Machine learning, by definition, is the art of making computers more intelligent using data. Thus, it’s natural for us to begin our discussion of machine learning with data itself –it’s what we use to make decisions and develop reasoning about the world. However, for machine learning to work both theoretically and in practice, we need to make strong assumptions about our data. This section will be about how we formally describe data in machine learning, and additionally provide a brief background on probability theory.
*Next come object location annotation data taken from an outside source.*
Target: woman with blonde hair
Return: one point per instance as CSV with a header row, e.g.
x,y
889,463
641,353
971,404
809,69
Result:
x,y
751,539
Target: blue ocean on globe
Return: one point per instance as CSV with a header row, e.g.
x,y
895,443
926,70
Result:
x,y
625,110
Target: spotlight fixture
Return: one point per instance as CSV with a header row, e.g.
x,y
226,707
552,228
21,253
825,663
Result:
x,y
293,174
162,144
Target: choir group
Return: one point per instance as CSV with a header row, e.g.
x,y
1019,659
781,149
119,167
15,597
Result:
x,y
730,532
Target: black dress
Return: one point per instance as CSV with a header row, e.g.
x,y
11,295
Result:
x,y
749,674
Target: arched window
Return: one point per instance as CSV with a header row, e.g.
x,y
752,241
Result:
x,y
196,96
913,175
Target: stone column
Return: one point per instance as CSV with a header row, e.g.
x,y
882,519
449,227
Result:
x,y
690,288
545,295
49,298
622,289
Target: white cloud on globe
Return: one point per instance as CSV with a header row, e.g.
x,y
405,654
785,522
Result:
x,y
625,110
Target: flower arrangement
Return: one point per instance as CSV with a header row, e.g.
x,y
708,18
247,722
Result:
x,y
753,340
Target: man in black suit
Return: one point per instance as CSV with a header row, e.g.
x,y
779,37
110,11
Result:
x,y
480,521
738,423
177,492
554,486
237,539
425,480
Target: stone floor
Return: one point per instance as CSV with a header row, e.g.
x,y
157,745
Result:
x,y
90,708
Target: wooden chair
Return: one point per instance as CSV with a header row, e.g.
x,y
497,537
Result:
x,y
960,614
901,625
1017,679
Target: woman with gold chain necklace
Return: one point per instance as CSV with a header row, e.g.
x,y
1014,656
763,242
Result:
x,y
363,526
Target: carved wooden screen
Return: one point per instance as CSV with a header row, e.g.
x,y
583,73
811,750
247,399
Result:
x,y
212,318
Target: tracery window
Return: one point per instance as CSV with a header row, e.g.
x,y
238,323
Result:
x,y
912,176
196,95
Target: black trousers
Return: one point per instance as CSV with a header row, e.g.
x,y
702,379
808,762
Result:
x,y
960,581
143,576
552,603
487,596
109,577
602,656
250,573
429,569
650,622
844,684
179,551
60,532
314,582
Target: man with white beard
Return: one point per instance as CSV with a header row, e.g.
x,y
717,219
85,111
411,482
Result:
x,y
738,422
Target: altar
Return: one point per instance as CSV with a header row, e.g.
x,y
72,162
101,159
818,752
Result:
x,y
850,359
Before we can teach computers, we need to be able to provide them data in a representation they understand. For example, data can be in the form of images, text, or almost anything else, but computers operate exclusively in the world of numbers. The first step to machine learning is taking your data and converting it into numerical form. While we will quickly provide a few examples, there’s a lot of depth to this topic as it can be key to getting good performance from machine learning algorithms.

```
As numbers:
[255 255 255 255 255 255 255 255 255 255 255 255 255 255 255 255]
[255 255 255 255 255 255 255 255 255 255 255 255 255 255 255 255]
[255 255 255 255 255 255 255 255 255 255 255 255 255 255 255 255]
[255 255 255 255 255 255 255 254 245 254 255 255 255 255 255 255]
[255 255 255 255 213 163 158 137 133 252 255 255 255 255 255 255]
[255 255 255 255 188 97 108 115 121 156 179 232 255 255 255 255]
[255 255 255 255 202 153 149 201 187 224 191 177 255 255 255 255]
[255 255 255 255 209 172 180 131 149 152 151 181 255 255 255 255]
[255 255 255 255 214 109 93 107 141 150 138 190 255 255 255 255]
[255 255 255 255 224 213 220 128 151 165 177 206 255 255 255 255]
[255 255 255 255 233 154 189 167 232 244 191 212 255 255 255 255]
[255 255 255 255 250 241 189 166 255 255 244 243 255 255 255 255]
[255 255 255 255 255 255 249 197 255 255 255 255 255 255 255 255]
[255 255 255 255 255 255 254 250 255 255 255 255 255 255 255 255]
[255 255 255 255 255 255 255 255 255 255 255 255 255 255 255 255]
[255 255 255 255 255 255 255 255 255 255 255 255 255 255 255 255]
```

Above is an example of possible preprocessing steps to take some real world data (images), and convert into a representation we can easily use for machine learning. The image is first converted to grayscale, then downsized and ultimately represented numerically as a matrix of integers each giving a color intensity. Though how data is converted into a numerical representation may vary greatly depending on the type of data, such numerical representations allow us to build mathematical models.

In machine learning, we make the strong assumption that all of our data is derived from a *probability distribution*, usually denoted \(p_{data}\). It’s OK if you don’t know what that means yet. It turns out that making this assumption, that there exists some mathematical density function over all of our data, lets us formulate a rigorous mathematical backbone for making decisions from data. First, however, it’s crucial to have a basic understanding of probability theory.